De retour au Stade toulousain, il avait ensuite dû attendre plus de deux mois avant de retrouver la compétition : "La durée de mon indisponibilité a varié au fil du temps. Ma reprise a été plus tardive avec le collectif. Après l’opération à un genou, j’avais pu retrouver le groupe au moins un mois et demi avant de rejouer. Donc c’était plus facile collectivement. Tandis que là, mon dernier match en club, est la finale du Top 14 (le 15 juin, N.D.L.R.). Tout ne se perd pas, bien sûr, mais il y a toujours des petits réglages à retrouver, des automatismes, et ça, ça prend toujours un peu de temps."

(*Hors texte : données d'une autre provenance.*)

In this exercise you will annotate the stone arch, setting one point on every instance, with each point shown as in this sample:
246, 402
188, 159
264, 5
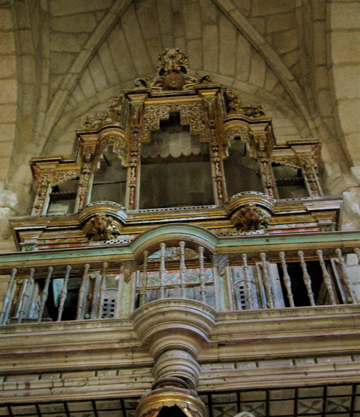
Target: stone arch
193, 235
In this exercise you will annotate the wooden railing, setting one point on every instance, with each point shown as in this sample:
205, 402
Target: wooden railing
98, 287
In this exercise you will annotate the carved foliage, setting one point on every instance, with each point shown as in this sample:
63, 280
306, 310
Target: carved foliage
113, 113
120, 147
102, 227
251, 218
190, 114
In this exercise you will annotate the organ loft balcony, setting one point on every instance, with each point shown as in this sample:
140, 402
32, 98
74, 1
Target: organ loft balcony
179, 238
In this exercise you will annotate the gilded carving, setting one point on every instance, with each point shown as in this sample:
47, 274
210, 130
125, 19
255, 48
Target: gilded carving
310, 174
191, 114
43, 183
61, 176
102, 227
265, 165
113, 113
233, 105
120, 147
251, 218
172, 73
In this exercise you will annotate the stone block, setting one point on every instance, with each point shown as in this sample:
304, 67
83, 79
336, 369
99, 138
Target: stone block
349, 111
211, 48
98, 74
5, 19
320, 50
345, 47
8, 91
264, 8
63, 7
61, 62
7, 43
147, 16
244, 6
66, 42
7, 67
135, 43
285, 41
259, 24
7, 113
344, 15
192, 21
258, 70
165, 17
243, 57
194, 48
74, 24
281, 22
87, 84
108, 64
208, 12
347, 79
227, 59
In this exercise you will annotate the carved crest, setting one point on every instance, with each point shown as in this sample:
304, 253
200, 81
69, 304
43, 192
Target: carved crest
102, 227
251, 218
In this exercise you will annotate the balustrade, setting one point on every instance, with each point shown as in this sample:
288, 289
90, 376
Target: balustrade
253, 280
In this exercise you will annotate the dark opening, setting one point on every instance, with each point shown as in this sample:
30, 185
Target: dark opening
109, 182
298, 287
173, 411
241, 171
175, 168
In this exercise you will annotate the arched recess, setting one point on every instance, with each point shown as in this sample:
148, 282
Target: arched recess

Les louanges de Gatland et Kaino

Il a finalement retrouvé toutes ses sensations en Coupe d’Europe au mois de janvier avec deux prestations abouties au Connacht puis face à Gloucester pour valider le billet du Stade toulousain pour les quarts de finale de l’épreuve. Une montée en puissance confirmée dès l’ouverture du Tounoi face à l’Angleterre. Désigné meilleur joueur du monde par Warren Gatland lors de la Coupe du monde, il avait alors suscité l’admiration de son partenaire et ancien All Black, Jerome Kaino : "Je crois que, grâce à ses prestations lors du Tournoi des 6 Nations, il s’est définitivement imposé comme un des meilleurs demis de mêlée du monde. Je l’observe au quotidien et sa manière de gravir chaque marche qui se présente est incroyable. Ce garçon est taillé pour le très haut niveau. Je suis heureux qu’il soit au Stade toulousain et pas ailleurs… Est-ce qu’il peut devenir le meilleur au monde ? Sans aucun doute. Avec la constance dont il fait preuve et sa faculté à être décisif à chaque match, je pense surtout qu’il est déjà un des meilleurs joueurs du monde." En espérant que son dos le laisse tranquille la saison prochaine car si les Bleus ont besoin de lui, le Top 14 aussi car il a cette capacité à faire lever un stade quand on ne s’y attend pas.